Tennis legend Martina Navratilova and former NBA player Jason Collins have urged world sports bodies like the International Olympic Committee to show more support for homosexual athletes.
"The IOC needs to stand up better for their athletes quite frankly," Navratilova told reporters here yesterday. "It's (also) what happens after, and it's not just one country, it's many countries."
The two sporting icons added their voices to the UN's campaign to counter homophobic violence and discrimination.
"Nobody is talking about, for example, Qatar, where the World Cup is going to be, homosexual activity is punishable by a jail term there," the openly gay former tennis star said, referring to the 2022 FIFA World Cup of soccer.
Responding to questions about the upcoming Olympic and Paralympic Games in Sochi, Russia, where some have criticised authorities for an aggressive stance towards sexual minorities, Collins said the focus should be on the local lesbian, gay, bisexual, and transgender (LGBT) community.
"Once the games leave, all those people are still going to be there oppressed," Collins said.
"That's something that isn't right. People should be able to live their lives openly, and not be afraid that if they say or do the wrong thing, just by holding someone's hand in public that they can go to jail."
Navratilova said gays and lesbians "seem to be the last group of people that it's still ok to pick on for whatever reason in whatever way", adding that the abuse ranges from being bullied in school to being denied basic rights, incarcerated or sentenced for acts punishable by death in certain countries.
"Sport and politics are inextricably combined. They go hand in hand," she said urging athletes who are also members of the LGBT community to be more visible.
"Get in their face. Once you're visible, you make it personal."
The dominant tennis player of her time, who came out as a lesbian in 1981, Navratilova attended a special event for Human Rights Day 'Sport comes out against homophobia'.

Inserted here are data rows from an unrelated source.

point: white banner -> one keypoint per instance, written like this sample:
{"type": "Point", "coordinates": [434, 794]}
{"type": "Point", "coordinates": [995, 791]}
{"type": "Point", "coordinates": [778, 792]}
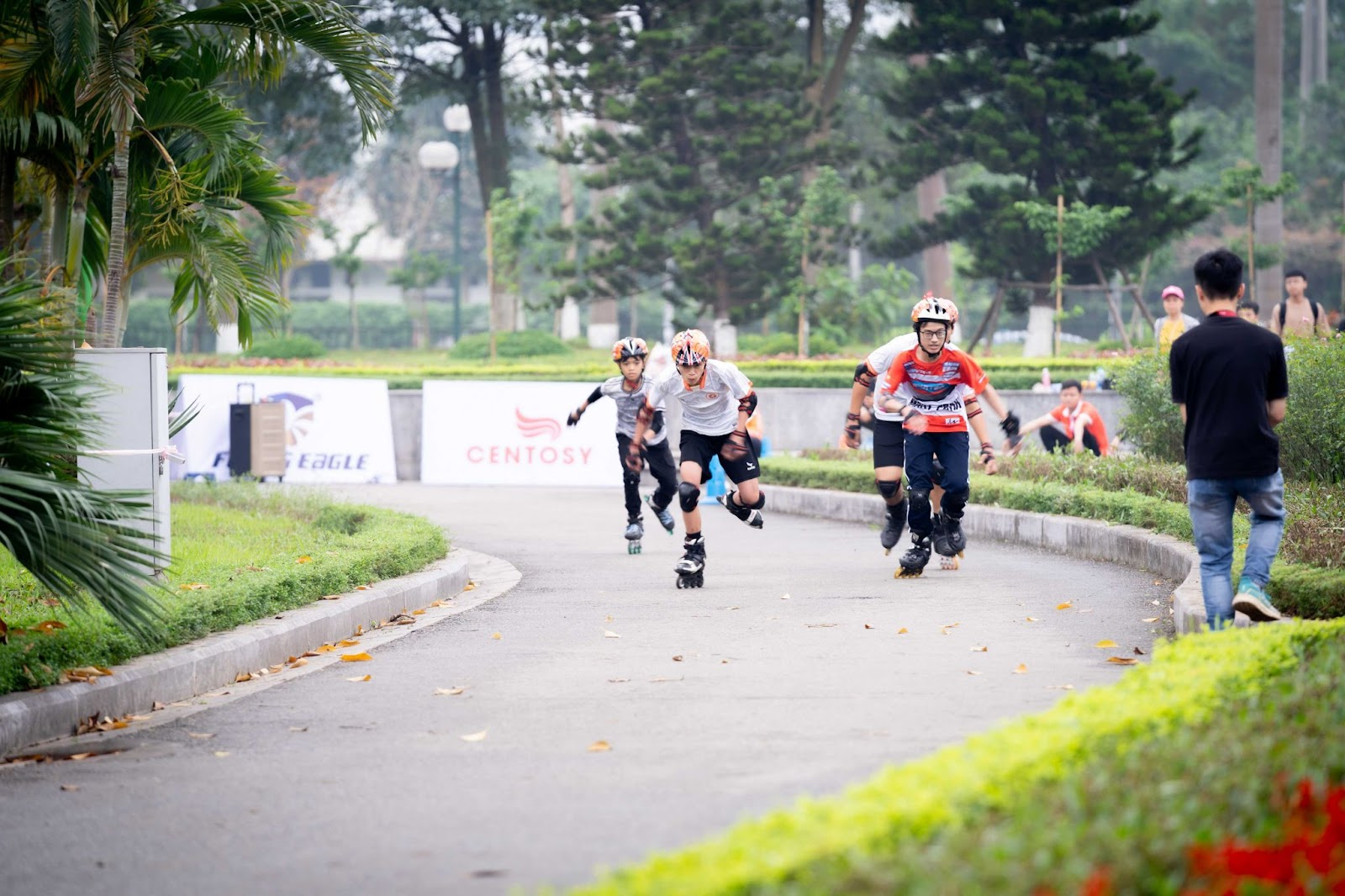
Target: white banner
{"type": "Point", "coordinates": [514, 434]}
{"type": "Point", "coordinates": [336, 430]}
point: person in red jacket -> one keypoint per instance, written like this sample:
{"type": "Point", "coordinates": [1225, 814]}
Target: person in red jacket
{"type": "Point", "coordinates": [927, 387]}
{"type": "Point", "coordinates": [1075, 425]}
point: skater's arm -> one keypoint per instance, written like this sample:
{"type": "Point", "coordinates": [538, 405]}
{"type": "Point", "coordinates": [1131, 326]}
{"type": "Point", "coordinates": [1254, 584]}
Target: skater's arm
{"type": "Point", "coordinates": [578, 412]}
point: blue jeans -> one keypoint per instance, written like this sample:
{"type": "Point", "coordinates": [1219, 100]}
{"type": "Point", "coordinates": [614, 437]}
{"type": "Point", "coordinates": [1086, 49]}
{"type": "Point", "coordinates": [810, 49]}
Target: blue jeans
{"type": "Point", "coordinates": [1210, 505]}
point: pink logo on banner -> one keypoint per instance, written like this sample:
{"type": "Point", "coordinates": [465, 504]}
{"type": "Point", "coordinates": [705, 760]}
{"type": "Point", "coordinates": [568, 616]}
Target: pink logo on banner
{"type": "Point", "coordinates": [535, 427]}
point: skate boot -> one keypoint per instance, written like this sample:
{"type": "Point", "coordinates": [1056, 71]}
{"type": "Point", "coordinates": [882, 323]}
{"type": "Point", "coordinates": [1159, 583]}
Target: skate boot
{"type": "Point", "coordinates": [948, 540]}
{"type": "Point", "coordinates": [634, 532]}
{"type": "Point", "coordinates": [751, 515]}
{"type": "Point", "coordinates": [690, 569]}
{"type": "Point", "coordinates": [914, 561]}
{"type": "Point", "coordinates": [662, 513]}
{"type": "Point", "coordinates": [892, 525]}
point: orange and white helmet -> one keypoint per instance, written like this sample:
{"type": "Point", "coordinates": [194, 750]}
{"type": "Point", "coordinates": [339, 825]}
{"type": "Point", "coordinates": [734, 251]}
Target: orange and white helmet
{"type": "Point", "coordinates": [934, 308]}
{"type": "Point", "coordinates": [690, 347]}
{"type": "Point", "coordinates": [630, 347]}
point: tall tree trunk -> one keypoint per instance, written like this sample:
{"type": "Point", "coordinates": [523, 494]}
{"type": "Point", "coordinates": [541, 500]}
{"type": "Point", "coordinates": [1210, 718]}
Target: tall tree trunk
{"type": "Point", "coordinates": [1270, 124]}
{"type": "Point", "coordinates": [109, 335]}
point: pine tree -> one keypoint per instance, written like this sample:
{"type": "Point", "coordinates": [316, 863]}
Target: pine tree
{"type": "Point", "coordinates": [1042, 101]}
{"type": "Point", "coordinates": [697, 103]}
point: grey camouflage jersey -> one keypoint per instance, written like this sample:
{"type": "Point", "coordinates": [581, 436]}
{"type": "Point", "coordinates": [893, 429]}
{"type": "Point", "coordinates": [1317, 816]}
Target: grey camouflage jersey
{"type": "Point", "coordinates": [629, 405]}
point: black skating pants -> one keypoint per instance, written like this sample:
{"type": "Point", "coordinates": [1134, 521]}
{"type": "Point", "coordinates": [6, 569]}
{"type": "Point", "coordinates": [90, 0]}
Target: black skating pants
{"type": "Point", "coordinates": [659, 461]}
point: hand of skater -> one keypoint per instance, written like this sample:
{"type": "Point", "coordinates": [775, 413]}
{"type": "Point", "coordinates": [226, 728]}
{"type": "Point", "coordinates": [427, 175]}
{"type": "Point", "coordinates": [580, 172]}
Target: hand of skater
{"type": "Point", "coordinates": [634, 459]}
{"type": "Point", "coordinates": [852, 430]}
{"type": "Point", "coordinates": [736, 445]}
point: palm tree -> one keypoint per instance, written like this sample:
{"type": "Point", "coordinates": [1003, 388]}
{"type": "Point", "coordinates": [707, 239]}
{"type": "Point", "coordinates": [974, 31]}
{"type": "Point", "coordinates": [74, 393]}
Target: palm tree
{"type": "Point", "coordinates": [77, 542]}
{"type": "Point", "coordinates": [112, 50]}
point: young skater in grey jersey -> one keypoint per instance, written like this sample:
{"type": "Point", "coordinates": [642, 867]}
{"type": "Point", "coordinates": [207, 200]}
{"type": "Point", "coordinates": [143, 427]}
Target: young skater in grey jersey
{"type": "Point", "coordinates": [629, 392]}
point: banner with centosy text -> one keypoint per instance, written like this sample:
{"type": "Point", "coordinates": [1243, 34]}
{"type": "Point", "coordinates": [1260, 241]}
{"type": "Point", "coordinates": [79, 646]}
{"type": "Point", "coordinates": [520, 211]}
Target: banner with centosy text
{"type": "Point", "coordinates": [514, 434]}
{"type": "Point", "coordinates": [336, 430]}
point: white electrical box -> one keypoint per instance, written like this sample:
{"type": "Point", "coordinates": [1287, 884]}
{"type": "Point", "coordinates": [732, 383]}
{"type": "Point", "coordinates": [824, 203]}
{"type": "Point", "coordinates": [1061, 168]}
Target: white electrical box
{"type": "Point", "coordinates": [131, 407]}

Collins became the first active male professional athlete in a major North American team sport to come out publicly as gay when he made his announcement in May this year.
In a video message, Secretary-General Ban Ki-moon said the global body denounces all attacks on lesbian, gay, bisexual, transgender or intersex people.
"We oppose all arrests, imprisonments and discrimination they suffer. And we recommit ourselves to building a world of freedom and equality for all," Ban said.
"Sports cut across borders and continents. Games unite people across cultural divides. Professional athletes are heroes to their fans. And when they speak out against prejudice, they are heroes to the United Nations," he added.
More than 76 countries still criminalise consensual adult same-sex relationships, while in many more countries discrimination against LGBT people is widespread, including in the workplace and in the education and health sectors, according to UN figures.